To be fair; I know it's all about click-bait. These writers are required to make the headline as attractive as possible. These news sites are paid big advertising dollars. They need as many eyes on their content as possible. Always remember; it all comes down to dollars.
Ever notice the wording that is used in order to make the news source appear objective? They use phrases like:
"experts agree" - "studies show" - "data indicates"
These are just a few examples of how they try to say things without actually saying them. It's not us, the news media saying this. It's the study that shows, the data that indicates - the experts that say these things. And without ever really investigating the data, they've now fed you the narrative and left you with the responsibility of researching the info to find out whether or not what these "experts" say is really true. Unfortunately, most of us aren't capable of seeing through the emotional impact of what we just read. Now we aren't objectively looking to prove or disprove anything. We're foolishly looking to confirm what we now believe.
Not me. Never again. These days, before I form an opinion about something I've read, I ask myself, "Who stands to benefit from this?"

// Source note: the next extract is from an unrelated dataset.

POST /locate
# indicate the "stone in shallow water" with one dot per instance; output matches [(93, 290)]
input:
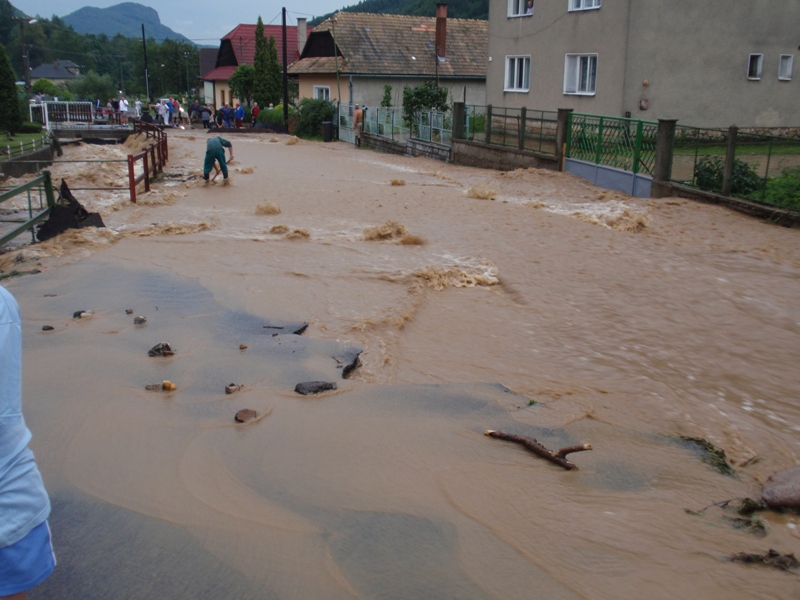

Let me give you an example:
Shortly after September 11, 2001, we began to see that terror alert level chart on every news program. Whenever the color changed, we were alerted by the news media. One day it's yellow for "elevated" and the next day it's orange for "high" risk of terror attacks. So what we were being told is that there is a risk of a terror attack and at times there were heightened risks of a terror attack. What I gather from this is: The government, with all of it's intel, knows enough about potential threats that it can tell us how afraid and alert we should be, but doesn't have a clue when, where, or how these attacks are going to occur. If they know enough to tell us what color to display, but can't tell us, where, when or how the attack may be carried out, what's the point? Why not say, "everyone everywhere should be on high alert at all times?" Here's why: Because that would eliminate the need to constantly stay up-to-date with your friendly news source. You'll have to sit and watch for hours and days until you see the alert level has changed so you can go back to life as you know it. In my opinion, if you can't tell me where, when or how this terror attack will take place, all you're doing is playing on my fears. But who benefited from this?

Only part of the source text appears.